Using paper bags, package items of clothing separately. Ascertain if any bed linens/bedding were collected from the scene, if appropriate. Itemize and provide a brief description of the items on the outside of the paper bag; this should ideally be done before inserting them into the bag. Note obvious tears, stains, or other marks on the paper evidence bag and label accordingly. The top sheet of paper used for protection from contamination by the floor should be packaged into a separate, labeled bag/bindle. The bottom sheet(s), directly in contact with the morgue floor, should be discarded.
Toxicology, serology, and urine specimens
Depending on local protocol, the nurse examiner may either assist with collection of these specimens or simply note that they were collected by the ME/C staff. All of the vitreous humor and urine are collected with a clean needle and new syringe.
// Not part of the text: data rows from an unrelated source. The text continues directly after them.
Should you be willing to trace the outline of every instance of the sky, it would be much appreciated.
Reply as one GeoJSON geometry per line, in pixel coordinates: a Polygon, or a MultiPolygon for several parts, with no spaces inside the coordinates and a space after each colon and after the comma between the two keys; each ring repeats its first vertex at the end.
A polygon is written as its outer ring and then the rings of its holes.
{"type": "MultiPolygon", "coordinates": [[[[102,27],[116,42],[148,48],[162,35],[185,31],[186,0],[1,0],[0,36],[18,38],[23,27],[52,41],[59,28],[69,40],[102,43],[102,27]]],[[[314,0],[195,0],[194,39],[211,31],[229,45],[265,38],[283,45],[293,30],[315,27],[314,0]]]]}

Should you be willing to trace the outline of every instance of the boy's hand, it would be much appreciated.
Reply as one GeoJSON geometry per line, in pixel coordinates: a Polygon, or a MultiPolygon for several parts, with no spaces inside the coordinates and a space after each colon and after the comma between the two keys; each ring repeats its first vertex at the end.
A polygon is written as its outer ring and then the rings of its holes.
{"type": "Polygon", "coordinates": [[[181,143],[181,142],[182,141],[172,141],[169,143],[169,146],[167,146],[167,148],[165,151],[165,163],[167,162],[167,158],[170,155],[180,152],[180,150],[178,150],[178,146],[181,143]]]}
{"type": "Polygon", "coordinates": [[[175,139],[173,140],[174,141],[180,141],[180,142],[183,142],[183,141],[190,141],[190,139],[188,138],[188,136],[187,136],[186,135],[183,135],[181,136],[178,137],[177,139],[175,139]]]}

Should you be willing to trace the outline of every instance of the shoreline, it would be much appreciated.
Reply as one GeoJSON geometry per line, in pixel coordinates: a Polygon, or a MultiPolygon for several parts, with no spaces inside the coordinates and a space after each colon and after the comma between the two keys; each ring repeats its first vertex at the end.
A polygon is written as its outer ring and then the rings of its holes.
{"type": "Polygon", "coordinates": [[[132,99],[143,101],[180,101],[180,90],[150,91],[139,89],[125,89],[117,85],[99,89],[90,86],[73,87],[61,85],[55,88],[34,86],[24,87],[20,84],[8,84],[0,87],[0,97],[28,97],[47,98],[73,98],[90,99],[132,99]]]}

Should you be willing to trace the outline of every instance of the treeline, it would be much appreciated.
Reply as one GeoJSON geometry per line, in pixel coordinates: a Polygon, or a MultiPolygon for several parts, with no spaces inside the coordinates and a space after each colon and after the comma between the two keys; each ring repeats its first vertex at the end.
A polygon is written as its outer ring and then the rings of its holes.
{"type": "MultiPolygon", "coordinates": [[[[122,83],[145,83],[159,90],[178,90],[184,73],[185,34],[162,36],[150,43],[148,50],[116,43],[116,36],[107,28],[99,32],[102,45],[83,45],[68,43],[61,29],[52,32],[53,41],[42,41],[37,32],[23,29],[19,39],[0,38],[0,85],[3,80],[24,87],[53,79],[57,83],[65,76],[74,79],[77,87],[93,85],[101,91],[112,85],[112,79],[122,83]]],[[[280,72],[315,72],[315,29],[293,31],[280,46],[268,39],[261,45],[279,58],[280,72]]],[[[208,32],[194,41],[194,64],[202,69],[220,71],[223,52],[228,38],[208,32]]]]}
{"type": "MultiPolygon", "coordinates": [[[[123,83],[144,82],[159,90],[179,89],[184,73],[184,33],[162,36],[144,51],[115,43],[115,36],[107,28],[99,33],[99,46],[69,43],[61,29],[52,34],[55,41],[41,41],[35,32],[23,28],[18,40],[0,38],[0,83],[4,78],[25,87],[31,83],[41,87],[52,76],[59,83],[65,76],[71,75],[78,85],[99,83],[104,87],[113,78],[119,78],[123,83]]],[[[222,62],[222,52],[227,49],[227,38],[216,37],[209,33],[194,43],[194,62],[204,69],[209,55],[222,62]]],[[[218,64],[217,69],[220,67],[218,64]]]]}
In some cases, and depending on local protocol, the HIV status of the decedent may be requested. The local public health department may request serology after accidental exposure to blood or body fluids by emergency first responders. To satisfy this request, an extra red-top tube of peripheral blood can be obtained during the autopsy. This tube can be spun down in the morgue laboratory; the decanted serum is saved. This serum would then be submitted to the pubic health laboratory for HIV testing (Peterson, 2009).
Any wounds and body cavities should be inspected for obvious signs of debris, trace evidence, or body fluids. The entire body can be scanned for suspicious stains or fluorescence. Darken the room and scan the entire body using either a Wood’s lamp or alternate light source. If an alternate light source is not available, a Wood’s lamp is still considered a useful adjunct for general scanning to help discern potential stains and guide the collection of evidentiary swabs (Golden, 2008).